Leyla-Perrone Moisés escreveu recentemente que, na contramão desta tendência, há uma “literatura exigente” que é herdeira das vanguardas, recusa linearidade narrativa e se mistura com ensaio, diário e poesia, desafiando demarcações de gênero. Esse é, sem dúvida, o caso de Marcia Tiburi. Embora Moisés não tenha citado a ficcionista, que já está no seu quarto romance, não falta nela surpreendente qualidade e ousadia, motivo pelo qual eu não hesito em declarar que ela é uma das maiores prosadoras da literatura brasileira atual, junto com nomes como Evando Nascimento, que tem sido merecidamente bem recebido, e Carlos Emílio Lima, André Rangel Rios, Renato Rezende, que ainda não foram descobertos.
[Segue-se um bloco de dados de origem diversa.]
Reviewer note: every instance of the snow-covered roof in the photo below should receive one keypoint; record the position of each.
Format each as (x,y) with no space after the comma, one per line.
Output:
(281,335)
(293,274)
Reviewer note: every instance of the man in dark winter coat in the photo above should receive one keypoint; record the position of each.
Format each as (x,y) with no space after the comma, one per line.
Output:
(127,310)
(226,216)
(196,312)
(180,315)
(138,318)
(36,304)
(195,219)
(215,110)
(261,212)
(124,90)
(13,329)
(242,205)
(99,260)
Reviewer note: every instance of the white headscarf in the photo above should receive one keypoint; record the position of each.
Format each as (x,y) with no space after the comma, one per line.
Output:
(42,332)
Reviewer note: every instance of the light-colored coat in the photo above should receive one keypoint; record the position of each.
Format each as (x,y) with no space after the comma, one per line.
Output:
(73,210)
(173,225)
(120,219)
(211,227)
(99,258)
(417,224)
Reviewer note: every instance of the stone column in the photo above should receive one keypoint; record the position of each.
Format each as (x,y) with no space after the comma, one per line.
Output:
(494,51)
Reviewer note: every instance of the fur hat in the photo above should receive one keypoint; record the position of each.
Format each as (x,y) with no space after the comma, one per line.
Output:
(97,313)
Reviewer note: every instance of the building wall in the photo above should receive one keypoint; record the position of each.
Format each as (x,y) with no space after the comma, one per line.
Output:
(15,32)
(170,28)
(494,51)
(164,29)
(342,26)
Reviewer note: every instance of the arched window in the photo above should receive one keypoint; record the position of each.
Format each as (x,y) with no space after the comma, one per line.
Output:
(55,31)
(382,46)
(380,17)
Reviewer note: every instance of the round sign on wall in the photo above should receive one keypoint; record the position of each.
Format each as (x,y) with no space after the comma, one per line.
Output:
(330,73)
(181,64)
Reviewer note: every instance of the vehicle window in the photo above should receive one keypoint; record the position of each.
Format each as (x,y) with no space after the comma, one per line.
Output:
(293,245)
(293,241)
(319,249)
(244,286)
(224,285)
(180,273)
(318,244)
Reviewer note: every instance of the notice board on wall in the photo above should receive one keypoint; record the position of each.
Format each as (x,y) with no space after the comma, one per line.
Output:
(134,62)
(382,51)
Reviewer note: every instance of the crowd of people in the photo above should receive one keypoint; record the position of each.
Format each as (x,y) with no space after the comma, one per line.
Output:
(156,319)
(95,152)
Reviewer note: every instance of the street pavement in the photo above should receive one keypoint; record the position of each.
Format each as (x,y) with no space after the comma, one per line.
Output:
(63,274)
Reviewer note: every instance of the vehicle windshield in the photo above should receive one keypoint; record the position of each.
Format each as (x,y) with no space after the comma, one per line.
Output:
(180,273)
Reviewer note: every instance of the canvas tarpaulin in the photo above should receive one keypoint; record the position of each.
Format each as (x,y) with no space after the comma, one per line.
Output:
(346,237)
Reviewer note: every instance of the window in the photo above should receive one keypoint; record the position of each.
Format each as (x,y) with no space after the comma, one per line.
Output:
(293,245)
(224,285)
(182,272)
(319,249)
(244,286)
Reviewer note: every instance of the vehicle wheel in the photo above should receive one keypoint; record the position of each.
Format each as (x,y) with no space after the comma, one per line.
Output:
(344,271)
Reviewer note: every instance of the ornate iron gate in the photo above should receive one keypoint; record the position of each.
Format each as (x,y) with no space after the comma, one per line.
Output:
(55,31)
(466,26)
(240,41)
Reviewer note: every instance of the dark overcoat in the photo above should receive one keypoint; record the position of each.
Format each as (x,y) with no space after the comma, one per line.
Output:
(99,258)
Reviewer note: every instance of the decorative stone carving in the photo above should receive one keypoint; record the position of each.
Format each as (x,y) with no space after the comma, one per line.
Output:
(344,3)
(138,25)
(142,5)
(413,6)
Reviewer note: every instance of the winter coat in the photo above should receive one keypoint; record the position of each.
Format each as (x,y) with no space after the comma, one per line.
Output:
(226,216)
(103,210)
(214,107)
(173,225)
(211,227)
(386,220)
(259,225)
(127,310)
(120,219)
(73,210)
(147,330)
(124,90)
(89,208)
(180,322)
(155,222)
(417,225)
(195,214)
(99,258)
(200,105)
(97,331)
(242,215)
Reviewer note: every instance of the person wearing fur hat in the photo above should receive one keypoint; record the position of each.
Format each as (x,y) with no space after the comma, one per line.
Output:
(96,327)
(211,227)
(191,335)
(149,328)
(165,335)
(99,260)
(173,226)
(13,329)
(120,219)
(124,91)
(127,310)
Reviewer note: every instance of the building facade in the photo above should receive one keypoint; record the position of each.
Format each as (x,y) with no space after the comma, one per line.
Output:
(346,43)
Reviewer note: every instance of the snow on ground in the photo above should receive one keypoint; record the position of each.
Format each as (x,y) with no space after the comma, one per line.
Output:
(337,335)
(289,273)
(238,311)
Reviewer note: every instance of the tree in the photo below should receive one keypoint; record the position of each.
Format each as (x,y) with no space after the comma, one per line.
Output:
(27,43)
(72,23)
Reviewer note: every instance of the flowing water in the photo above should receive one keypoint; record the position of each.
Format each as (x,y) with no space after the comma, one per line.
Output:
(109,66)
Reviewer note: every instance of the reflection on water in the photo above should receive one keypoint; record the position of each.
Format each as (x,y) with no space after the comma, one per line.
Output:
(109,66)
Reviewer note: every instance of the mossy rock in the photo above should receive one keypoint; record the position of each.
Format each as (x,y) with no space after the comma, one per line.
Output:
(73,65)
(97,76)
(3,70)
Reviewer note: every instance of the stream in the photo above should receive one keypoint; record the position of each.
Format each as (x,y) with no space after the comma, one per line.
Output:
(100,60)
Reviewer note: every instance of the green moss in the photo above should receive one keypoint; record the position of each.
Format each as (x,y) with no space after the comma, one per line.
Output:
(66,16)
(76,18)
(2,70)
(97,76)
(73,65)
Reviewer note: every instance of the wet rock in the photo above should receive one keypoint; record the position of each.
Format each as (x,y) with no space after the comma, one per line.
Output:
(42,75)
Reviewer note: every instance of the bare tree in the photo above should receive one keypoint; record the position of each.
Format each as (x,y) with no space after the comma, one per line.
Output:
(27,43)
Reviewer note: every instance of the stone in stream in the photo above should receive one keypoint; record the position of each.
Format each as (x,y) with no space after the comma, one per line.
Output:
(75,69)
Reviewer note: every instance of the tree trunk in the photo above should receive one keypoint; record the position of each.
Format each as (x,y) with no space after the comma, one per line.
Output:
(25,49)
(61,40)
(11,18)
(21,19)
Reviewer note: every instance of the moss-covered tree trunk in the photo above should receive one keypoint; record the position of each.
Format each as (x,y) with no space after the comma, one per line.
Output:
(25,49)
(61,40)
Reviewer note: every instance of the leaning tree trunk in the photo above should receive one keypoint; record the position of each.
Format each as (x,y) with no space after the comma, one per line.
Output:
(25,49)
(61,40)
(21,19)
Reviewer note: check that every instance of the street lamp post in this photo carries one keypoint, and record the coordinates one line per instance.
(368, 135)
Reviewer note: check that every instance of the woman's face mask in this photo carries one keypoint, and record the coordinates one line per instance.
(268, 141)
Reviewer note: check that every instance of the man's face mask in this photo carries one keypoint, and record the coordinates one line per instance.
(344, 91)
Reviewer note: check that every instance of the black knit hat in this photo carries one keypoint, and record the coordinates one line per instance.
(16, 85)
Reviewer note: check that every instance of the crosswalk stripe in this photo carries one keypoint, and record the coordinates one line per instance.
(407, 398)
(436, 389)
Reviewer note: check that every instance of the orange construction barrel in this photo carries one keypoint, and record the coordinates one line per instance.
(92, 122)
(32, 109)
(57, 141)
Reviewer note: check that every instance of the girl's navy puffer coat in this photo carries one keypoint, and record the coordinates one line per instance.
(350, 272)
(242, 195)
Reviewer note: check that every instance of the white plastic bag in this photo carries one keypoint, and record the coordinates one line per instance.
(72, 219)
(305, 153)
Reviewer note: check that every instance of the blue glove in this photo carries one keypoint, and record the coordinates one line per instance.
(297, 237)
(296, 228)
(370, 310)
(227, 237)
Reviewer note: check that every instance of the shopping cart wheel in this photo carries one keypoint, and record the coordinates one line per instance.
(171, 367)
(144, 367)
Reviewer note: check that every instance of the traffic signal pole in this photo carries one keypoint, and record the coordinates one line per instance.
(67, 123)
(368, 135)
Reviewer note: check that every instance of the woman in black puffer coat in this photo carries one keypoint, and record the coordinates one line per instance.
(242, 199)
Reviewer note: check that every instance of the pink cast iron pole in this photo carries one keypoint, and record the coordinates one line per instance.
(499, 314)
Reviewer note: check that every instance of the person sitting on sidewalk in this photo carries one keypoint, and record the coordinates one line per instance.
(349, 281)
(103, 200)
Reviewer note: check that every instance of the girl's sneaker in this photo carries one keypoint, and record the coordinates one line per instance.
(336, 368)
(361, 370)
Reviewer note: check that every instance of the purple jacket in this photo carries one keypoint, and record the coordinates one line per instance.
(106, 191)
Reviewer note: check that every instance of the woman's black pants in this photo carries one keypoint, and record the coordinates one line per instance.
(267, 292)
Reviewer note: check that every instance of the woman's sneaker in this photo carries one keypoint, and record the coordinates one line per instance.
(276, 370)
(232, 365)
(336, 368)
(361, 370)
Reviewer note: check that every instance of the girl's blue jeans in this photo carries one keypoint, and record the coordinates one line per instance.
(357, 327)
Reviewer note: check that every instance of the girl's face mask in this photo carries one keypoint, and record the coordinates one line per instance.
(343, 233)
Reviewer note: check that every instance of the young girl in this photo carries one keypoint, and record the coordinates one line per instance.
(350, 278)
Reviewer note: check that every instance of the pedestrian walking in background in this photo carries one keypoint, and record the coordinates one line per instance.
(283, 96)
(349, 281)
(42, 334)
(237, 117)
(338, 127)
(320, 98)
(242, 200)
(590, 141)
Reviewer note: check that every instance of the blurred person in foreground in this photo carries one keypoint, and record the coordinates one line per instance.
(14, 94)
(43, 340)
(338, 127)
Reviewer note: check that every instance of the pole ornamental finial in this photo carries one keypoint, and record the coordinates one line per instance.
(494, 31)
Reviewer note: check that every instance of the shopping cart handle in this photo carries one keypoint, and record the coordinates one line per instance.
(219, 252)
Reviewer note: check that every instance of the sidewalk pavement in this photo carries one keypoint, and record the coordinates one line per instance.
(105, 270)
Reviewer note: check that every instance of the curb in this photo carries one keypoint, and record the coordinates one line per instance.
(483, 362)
Era meu esse rosto é um romance feito menos de ação do que do enquadramento descritivo de situações, trabalhadas com uma linguagem carregada de sensorialidade poética, que não cessa de refletir sobre o tempo, a morte, a vida e o medo. Não considero que o narrador seja o escritor. Há um autor implícito que transforma a narração fotográfica do protagonista em texto: “Procurei fotografias, encontrei imagens fossilizadas de um passado que ficou sem narrativa”.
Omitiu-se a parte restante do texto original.